Management’s Discussion and Analysis (MD&A) of Financial Condition and Results of Operations is a required disclosure made by companies that fall under the jurisdiction of the Securities and Exchange Commission (SEC). Liquidity and Capital Resources is a subsection appearing in the MD&A that outlines the company’s sources of, and need for, cash. The discussion appearing in this section should allow the investor-analyst to understand if the company has the ability to generate enough cash to meet its future needs.
The purpose of this section is to enhance the discussion and analysis of information appearing elsewhere in the company’s Form 10-K in a way that:
- Enhances and explains information reported in the company’s cash flow statements.
- Discloses information not readily apparent when companies use the indirect method to prepare their cash flow statements.
- Augments disclosures regarding debt, financial guarantees, as well as related covenants.
Companies are required to disclose in their MD&A the following material information:
- A historical account of their sources of cash and capital expenditures.
- An assessment of the accuracy of cash flow projections appearing in the report.
- Anticipated changes in the company’s mix of capital resources.
- Balance sheet items indicative of the company’s financial strength.

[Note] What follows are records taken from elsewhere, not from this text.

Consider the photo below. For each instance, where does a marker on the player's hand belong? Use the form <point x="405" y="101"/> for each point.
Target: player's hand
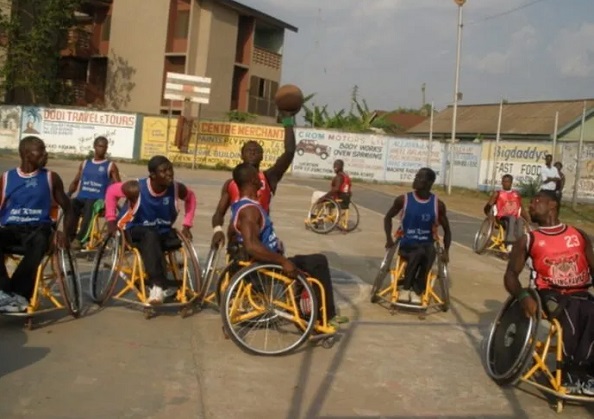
<point x="112" y="227"/>
<point x="218" y="240"/>
<point x="187" y="233"/>
<point x="529" y="306"/>
<point x="289" y="268"/>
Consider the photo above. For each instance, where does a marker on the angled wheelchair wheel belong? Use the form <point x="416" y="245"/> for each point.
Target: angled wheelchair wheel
<point x="70" y="282"/>
<point x="383" y="278"/>
<point x="511" y="342"/>
<point x="349" y="218"/>
<point x="324" y="216"/>
<point x="482" y="236"/>
<point x="105" y="269"/>
<point x="261" y="311"/>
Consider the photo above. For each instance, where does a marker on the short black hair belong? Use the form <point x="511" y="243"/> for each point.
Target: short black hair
<point x="100" y="138"/>
<point x="430" y="173"/>
<point x="28" y="142"/>
<point x="249" y="143"/>
<point x="242" y="173"/>
<point x="157" y="161"/>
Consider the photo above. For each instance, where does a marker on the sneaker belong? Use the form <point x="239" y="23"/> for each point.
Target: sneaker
<point x="404" y="296"/>
<point x="415" y="298"/>
<point x="587" y="386"/>
<point x="156" y="295"/>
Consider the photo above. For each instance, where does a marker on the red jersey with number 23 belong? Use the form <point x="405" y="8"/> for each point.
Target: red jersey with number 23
<point x="559" y="259"/>
<point x="508" y="204"/>
<point x="264" y="193"/>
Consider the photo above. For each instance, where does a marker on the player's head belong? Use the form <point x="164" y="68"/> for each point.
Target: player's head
<point x="506" y="182"/>
<point x="424" y="179"/>
<point x="252" y="153"/>
<point x="338" y="166"/>
<point x="246" y="176"/>
<point x="160" y="171"/>
<point x="32" y="152"/>
<point x="100" y="146"/>
<point x="543" y="207"/>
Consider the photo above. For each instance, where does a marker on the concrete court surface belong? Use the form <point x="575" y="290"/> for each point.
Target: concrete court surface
<point x="112" y="363"/>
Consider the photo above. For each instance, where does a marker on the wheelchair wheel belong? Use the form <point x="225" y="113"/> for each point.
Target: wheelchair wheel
<point x="261" y="311"/>
<point x="511" y="342"/>
<point x="482" y="236"/>
<point x="324" y="216"/>
<point x="351" y="222"/>
<point x="382" y="278"/>
<point x="105" y="269"/>
<point x="70" y="282"/>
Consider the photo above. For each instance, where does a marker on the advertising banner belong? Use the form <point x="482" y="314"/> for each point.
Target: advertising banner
<point x="72" y="131"/>
<point x="363" y="154"/>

In addition to a discussion of the company’s sources and uses of cash, the Liquidity and Capital Resources section of the MD&A should also include:
- Financing: use of external debt, off-balance sheet financing arrangements, derivatives linked to its common stock, use of stock as liquidity as well as the impact of likely changes to its credit rating.
- Covenants: actions the company takes to avoid breach of guarantees and related covenants, an assessment of the impact a breach will have on the company’s financial condition, in addition to sources of funds to pay these obligations.